ATLANTA -- Several speakers and about 200 people participated in Sunday's March for Our Lives, Road to Change rally in Atlanta.
Speakers included graduates from Marjory Stoneman Douglas High School in Parkland, Fla., to Antoinette Tuff, a Dekalb County school employee who talked a gunman out of school shooting in 2013 to student activists from Georgia and across the country.
Monteria Robinson, the mother of Jamarion Robinson, who was shot 76 times by U.S. Marshals in 2017, also spoke.
The rally was held The Rialto Center for the Arts Theater at Georgia State University.
Speakers threw support behind Democrat Stacey Abrams, who is running in the Georgia's nationally watched governor's race this fall.
And some speakers voiced their opposition to Abrams' GOP opponent, Brian Kemp, for his controversial TV ad in which he brandished a shotgun next to an actor portraying one of his daughters' suitors.
“This past week, Brian Kemp, a man who pointed a gun at a teenager in a campaign ad, in order to instill in him a healthy appreciation boos for the Second Amendment, won his run-off race,” student activist Jake Bush told the audience, to a smattering of "boos."
Abrams herself was not at the rally, but Kemp's campaign said he "will support local school boards, administrators, teachers, and parents as they work to create and implement school safety initiatives that keep our schools safe.
From hiring retired law enforcement and military to serve as security, arming willing educators, or using technology like optical scanners and automatic locks to secure entrances, Kemp will support local solutions - not a top down, unfunded, big government mandate."
Kemp's campaign said Abrams' gun control agenda "undermines public safety and fails to keep us safe.
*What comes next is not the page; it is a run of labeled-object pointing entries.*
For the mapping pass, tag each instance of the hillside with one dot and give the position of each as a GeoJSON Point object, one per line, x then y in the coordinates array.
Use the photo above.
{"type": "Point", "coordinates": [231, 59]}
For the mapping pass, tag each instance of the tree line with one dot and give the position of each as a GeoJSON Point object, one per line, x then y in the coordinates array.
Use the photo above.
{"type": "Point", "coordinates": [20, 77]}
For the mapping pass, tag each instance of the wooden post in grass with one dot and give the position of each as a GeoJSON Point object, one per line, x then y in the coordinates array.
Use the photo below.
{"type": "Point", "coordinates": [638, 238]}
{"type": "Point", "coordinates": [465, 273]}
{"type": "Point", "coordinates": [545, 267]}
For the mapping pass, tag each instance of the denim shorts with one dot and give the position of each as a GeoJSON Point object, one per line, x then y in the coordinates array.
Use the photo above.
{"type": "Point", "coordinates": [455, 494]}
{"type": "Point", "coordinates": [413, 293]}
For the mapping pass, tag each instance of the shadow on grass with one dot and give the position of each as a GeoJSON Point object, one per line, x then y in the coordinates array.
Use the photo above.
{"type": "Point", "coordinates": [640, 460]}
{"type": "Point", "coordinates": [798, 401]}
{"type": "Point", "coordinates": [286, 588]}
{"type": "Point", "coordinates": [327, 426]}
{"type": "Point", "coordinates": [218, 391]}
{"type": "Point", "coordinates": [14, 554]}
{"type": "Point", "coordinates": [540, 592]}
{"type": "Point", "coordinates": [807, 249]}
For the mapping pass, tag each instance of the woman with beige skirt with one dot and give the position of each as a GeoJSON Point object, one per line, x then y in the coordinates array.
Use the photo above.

In fact, her plan to confiscate firearms is radical, unconstitutional, and down right frightening."
Many shared their personal stories related to gun violence, as well as calling for an end to police brutality, as well as mass and school shootings.
“All we need to do is get elected officials in office that want what the people want and that’s to get more kids to actually survive high school,” said March For Our Lives strategist Matt Deitsch.